Encounters need more punishment. Level drain, mind control, imprisonment, word kill, poison severely damaging stats, Medusa stone gaze, high magic or physical resistance, and anything else from Baldur's Gate II that made life miserable for running into fights without planning as needed.
I'd say that for that to work you need more tools at your disposal as a player. If you have too few methods of engagement then adding all those abilities will be more frustrating and tedious than difficult. I mean, if all I can do is do frontal attacks with the warriors, stealth and backstab with the rogues and light up the fireworks with the mage, then facing an opponent with a petrifying gaze will either be very very frustrating or the gaze will hardly be noticeable.
A better approach is perhaps to make every fight a bit more of a puzzle? Focus on finding the opponent's weaknesses and applying those while avoiding their strengths? That not every combat falls in the same old "tank tanks, rogue backstabs and mage supports". Provide fights that you, as a player, have to outwit rather that "out-excel" (meaning something you have to beat by figuring it out rather than beat with having the optimal numbers).

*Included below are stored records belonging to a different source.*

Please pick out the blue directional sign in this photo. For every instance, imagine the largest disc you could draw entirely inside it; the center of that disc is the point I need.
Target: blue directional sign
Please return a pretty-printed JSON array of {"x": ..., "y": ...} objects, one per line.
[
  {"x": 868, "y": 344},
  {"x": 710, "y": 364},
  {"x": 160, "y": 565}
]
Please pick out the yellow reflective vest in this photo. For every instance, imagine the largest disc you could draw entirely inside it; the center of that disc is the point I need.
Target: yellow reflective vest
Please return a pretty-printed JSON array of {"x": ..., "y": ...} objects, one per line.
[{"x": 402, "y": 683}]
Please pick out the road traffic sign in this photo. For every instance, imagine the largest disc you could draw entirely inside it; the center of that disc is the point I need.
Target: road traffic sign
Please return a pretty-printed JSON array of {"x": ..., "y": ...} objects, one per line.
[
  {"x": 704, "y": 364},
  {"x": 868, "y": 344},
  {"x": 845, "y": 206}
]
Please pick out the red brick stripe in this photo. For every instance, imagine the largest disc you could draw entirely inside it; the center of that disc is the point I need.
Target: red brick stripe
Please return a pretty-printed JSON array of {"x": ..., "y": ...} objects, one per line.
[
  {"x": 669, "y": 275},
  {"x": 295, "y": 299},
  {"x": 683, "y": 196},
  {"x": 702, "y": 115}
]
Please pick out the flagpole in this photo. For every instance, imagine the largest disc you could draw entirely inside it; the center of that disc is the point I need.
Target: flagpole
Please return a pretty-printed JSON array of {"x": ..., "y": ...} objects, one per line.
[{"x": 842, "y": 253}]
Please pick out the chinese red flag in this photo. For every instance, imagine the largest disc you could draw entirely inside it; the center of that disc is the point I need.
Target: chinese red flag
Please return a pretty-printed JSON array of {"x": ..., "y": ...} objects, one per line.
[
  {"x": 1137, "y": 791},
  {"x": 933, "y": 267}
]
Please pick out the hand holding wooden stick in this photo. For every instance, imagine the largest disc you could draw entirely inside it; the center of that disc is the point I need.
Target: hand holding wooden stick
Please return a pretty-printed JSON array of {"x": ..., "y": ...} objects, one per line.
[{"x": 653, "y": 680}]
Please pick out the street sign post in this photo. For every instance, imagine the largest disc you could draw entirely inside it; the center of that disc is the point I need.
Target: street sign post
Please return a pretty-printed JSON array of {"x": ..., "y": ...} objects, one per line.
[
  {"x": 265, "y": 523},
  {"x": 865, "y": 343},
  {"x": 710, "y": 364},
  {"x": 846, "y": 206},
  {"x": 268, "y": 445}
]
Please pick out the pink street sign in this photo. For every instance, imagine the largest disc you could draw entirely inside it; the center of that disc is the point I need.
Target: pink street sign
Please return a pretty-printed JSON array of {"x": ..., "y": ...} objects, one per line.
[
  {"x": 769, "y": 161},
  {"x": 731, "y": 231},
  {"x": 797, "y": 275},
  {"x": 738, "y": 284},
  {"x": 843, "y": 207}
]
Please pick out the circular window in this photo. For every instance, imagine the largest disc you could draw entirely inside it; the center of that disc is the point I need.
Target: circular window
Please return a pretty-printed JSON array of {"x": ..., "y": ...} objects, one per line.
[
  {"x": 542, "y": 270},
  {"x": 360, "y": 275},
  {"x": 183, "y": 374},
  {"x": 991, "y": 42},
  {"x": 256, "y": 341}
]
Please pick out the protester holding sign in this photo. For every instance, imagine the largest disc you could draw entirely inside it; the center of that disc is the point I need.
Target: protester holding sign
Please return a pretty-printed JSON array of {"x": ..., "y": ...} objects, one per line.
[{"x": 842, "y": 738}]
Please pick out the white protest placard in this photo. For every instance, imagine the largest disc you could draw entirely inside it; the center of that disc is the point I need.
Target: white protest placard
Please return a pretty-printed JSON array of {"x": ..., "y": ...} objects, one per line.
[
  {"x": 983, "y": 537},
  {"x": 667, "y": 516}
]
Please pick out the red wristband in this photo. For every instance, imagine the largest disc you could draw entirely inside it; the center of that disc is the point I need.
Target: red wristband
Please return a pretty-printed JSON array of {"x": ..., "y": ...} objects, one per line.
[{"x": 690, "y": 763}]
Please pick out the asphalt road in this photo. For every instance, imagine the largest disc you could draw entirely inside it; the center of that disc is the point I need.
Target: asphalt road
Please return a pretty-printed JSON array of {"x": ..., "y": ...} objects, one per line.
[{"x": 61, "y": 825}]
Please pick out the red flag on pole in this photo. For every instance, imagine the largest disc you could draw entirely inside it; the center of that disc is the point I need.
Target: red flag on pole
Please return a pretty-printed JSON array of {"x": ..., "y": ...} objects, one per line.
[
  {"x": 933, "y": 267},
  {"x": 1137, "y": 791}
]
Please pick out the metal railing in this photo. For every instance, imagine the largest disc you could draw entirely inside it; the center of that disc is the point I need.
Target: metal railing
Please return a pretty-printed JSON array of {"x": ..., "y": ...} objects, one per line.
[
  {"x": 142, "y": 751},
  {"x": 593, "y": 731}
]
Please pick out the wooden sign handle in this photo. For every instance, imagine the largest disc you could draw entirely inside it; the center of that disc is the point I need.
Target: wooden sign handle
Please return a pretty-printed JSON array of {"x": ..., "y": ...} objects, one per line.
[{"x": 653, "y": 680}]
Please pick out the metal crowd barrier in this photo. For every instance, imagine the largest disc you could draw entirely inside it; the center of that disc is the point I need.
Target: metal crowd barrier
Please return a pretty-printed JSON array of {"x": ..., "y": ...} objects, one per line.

Perhaps golems cannot be harmed meaningfully by weapons and magic and must be tricked into traps? In the deeproads, perhaps the fights should be primarily limited by light? That you have to carry torches and you cannot see anything outside the radius of light and that the fights there take this into account.
Perhaps the undead cannot be truly killed and fighting requires you to knock them down (where they'll stay... for a while)?
Naturally there being some clue how to beat every fight.
Just off the top of my head. Once you have that you can provide for more punishing opponents I think?